EB-3 Immigration Case Overcomes Salary Doubts
EB-2, EB-3,
In occupational employment (EB2/EB3) immigration, foreign employees not only meet basic requirements such as academic qualifications, majors, and work experience, but also the financial status of American companies. If they fail to meet the standards, they will be questioned about their ability to pay wages.
In occupational employment (EB2/EB3) immigration, foreign employees not only meet basic requirements such as academic qualifications, majors, and work experience, but also the financial status of American companies. If they fail to meet the standards, they will be questioned about their ability to pay wages. Zang Dikai United Law Firm (Tsang & Associates, PLC) will introduce you to a recent case:
Application category: EB-3 professionals
Applicant (US company): operating electronic spare parts, with 10 employees
Foreign employees (foreign employees): Eric is a Chinese born in Malaysia. After graduating from university, he married a Chinese wife and has two children. He hopes to apply for immigration through an American company.
Time summary:
Submit the PERM labor certification application on August 15, 2017;
January 2018 PERM approval;
Submit I-140 & I-485 applications at the same time in April 2018;
In May 2018, USCIS issued an I-140 supplementary notice (RFE) targeting the company’s salary-paying ability;
Submit supplementary instructions and materials in May 2018;
Approval notification received in June 2018.
Application difficulties:
1. Eric has been working in a US company through H-1B, but the company’s operating conditions are not as good as expected. Tax bills and financial statements have shown losses for two consecutive years. The company is also laying off employees recently. Eric is very worried about whether the company can support him to complete his green card application;
2. Eric’s actual salary in 2017 was lower than the H-1B promised salary (offered wage).
Zang Dikai’s team of lawyers summarized the main methods used by the USCIS to determine the ability of US companies to pay salaries in this case as follows:
First, if the foreign employee has legally worked for the U.S. company (such as H-1B), check the salary situation of the foreign employee paid by the U.S. company. If the salary of the foreign employee reaches the salary promised in the H-1B application, it can prove that the American company has the ability to pay the salary. In this case, Eric’s 2017 tax return and W-2 showed that the salary could not reach the level promised by H-1B.
Second, if the above methods fail to determine the U.S. company’s payroll capacity, then USCIS will then look at the U.S. company’s net income by looking at the U.S. company’s tax returns. Through the inspection of net income, it is judged whether the American company has the ability to pay the salary promised on the PERM labor certificate.
But according to corporate tax returns, the US company’s net income is not enough to pay Eric’s salary.
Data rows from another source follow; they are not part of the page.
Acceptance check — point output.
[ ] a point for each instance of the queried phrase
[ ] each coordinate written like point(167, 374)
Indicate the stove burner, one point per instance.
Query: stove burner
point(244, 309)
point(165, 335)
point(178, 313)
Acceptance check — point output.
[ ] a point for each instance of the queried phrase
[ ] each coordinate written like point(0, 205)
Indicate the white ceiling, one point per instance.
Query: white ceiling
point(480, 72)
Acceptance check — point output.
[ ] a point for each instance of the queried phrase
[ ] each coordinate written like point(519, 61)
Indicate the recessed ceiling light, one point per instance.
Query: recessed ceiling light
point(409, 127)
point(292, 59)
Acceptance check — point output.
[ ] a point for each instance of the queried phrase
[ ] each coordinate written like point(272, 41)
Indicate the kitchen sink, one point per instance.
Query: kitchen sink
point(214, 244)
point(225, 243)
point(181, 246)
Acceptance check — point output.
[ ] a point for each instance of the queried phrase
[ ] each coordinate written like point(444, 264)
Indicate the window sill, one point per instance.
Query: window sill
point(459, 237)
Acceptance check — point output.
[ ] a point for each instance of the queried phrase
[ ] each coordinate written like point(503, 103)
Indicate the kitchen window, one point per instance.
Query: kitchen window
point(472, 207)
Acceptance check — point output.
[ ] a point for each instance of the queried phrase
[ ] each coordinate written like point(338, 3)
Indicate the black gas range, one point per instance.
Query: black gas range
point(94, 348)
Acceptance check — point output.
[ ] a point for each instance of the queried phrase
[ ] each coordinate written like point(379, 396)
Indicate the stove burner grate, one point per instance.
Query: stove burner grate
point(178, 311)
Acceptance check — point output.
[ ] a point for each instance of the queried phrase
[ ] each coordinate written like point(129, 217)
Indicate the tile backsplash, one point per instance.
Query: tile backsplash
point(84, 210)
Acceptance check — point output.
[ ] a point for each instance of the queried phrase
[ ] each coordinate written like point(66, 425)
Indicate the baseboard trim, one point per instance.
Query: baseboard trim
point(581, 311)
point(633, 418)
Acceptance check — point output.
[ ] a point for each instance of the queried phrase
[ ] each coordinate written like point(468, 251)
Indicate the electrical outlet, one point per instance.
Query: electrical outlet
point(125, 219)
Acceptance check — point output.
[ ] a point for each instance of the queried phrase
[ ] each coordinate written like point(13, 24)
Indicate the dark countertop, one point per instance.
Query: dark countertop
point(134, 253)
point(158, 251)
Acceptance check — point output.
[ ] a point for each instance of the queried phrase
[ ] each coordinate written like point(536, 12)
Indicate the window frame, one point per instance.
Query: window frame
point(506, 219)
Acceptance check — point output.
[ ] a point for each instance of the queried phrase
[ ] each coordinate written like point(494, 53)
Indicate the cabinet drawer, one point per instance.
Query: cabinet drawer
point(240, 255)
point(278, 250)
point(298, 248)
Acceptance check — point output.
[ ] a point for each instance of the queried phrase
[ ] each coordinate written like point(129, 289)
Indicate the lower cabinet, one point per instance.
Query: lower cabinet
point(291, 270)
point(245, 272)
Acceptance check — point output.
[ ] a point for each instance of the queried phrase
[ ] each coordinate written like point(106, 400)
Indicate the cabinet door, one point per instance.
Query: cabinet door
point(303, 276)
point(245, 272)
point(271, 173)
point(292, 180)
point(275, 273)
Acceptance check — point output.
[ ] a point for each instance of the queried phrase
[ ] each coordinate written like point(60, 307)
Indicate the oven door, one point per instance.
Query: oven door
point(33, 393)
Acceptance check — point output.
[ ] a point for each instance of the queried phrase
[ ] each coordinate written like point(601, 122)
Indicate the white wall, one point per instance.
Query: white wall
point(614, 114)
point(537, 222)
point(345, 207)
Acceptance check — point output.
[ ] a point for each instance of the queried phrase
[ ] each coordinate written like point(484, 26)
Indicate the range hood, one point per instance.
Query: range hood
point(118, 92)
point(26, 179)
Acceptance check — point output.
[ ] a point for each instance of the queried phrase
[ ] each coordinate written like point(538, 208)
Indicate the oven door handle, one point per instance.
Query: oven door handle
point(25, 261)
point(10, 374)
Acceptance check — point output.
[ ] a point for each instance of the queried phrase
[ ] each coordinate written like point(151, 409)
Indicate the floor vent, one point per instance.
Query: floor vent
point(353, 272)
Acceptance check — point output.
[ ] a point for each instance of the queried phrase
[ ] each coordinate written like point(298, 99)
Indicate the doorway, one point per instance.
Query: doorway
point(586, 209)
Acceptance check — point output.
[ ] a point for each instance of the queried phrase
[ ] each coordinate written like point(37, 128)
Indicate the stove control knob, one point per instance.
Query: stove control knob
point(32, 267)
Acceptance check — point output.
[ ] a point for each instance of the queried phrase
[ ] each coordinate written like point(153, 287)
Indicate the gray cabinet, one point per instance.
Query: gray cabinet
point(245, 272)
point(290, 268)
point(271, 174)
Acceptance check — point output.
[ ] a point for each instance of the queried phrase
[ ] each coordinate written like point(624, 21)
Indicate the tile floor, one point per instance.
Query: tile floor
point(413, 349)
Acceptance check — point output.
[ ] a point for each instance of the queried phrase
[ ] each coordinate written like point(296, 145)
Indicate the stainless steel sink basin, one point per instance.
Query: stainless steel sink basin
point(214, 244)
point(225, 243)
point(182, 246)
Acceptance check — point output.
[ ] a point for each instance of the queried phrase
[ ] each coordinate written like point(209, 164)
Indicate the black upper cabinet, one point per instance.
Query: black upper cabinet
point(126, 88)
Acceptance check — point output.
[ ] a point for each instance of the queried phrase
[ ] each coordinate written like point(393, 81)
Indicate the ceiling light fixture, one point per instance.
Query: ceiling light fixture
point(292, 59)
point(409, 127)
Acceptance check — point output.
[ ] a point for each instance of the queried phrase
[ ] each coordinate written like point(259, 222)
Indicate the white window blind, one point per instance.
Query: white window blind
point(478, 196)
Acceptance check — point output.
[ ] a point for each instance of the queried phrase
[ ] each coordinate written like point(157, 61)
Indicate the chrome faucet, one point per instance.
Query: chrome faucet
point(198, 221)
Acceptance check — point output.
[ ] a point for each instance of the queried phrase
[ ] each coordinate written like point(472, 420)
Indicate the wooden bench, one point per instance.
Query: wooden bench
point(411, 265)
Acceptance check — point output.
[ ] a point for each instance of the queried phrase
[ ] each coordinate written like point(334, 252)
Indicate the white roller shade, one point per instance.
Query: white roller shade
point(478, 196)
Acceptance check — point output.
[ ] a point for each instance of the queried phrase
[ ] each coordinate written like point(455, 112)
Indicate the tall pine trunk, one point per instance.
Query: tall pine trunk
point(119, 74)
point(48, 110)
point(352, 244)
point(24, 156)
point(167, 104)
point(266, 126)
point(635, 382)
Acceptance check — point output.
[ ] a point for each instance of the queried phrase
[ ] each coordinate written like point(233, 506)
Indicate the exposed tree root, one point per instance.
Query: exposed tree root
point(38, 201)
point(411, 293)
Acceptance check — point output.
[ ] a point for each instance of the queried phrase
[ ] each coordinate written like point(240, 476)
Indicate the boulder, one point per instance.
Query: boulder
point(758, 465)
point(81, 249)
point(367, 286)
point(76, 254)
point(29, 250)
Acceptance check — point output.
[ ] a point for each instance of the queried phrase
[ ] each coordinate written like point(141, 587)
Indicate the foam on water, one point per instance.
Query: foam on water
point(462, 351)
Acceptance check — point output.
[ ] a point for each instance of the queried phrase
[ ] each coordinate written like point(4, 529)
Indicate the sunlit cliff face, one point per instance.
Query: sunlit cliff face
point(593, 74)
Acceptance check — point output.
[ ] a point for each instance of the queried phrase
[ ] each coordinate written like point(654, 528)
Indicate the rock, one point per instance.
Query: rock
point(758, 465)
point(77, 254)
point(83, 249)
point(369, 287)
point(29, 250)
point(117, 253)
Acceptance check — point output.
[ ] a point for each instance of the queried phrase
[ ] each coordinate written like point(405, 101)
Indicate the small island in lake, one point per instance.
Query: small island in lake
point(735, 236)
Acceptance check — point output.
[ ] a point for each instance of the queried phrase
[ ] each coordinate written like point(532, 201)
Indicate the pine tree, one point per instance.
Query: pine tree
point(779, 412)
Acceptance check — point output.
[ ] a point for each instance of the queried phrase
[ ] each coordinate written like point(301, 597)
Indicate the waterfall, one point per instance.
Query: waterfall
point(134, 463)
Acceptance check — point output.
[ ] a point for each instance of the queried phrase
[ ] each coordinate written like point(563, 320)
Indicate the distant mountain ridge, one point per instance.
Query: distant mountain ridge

Another way is to look at the current net assets of US companies, but US companies do not meet this requirement.
solution:
Since the financial situation of American companies cannot be improved in the short term, Eric cannot provide more financial data. Therefore, Zang Dikai’s lawyer team focused on Eric’s H-1B salary certificate. After sorting out, it was found that Eric had asked for leave to accompany his wife back to China to visit relatives in July of the summer vacation of 2017. After deducting the salary during the leave, it was consistent with Eric’s H-1B salary. Therefore, Zang Dikai’s lawyer team instructed Eric to obtain leave records and personnel certificates, and also prepared a letter from the American company for the boss to sign to prove that there was a reason why the salary did not reach the H-1B level in 2017; in addition, Eric did not ask for leave since August Or other situations, through calculation, it can be proved that from the priority date (August 15, 2017) to the present, the salary paid by the American company to Eric has fully met the H-1B standard, which also proves the salary payment ability of the American company.
Finally, combining the data of the company and Eric, Zang Dikai’s lawyer team summarized a well-founded explanatory letter. According to the facts and regulations, although Eric’s current financial situation is not good, it still complies with the salary level of the immigration law and has the ability to provide Eric applied for a green card.
Lawyer Comments:
Lawyer Zang Dikai reminded: According to the immigration law, as long as it is applying for an immigration application, the US company must prove that the company’s financial capacity is sufficient to pay the salary of the foreign employee from the priority date. This certification is usually reflected in the company’s annual report, federal tax returns or audited financial statements. If the employee has started working for the company, this can be proven with salary. Another thing we need to understand is that the priority date is the day the Labor Department accepts the labor certification application. In this case, the PERM labor certification was filed on August 15, 2017, and the promised salary was $65,000/year.
*Related reading: [Successful Case] EB-3 technicians applied for professional positions and were approved within two weeks
*To protect customer privacy, customer names are pseudonyms.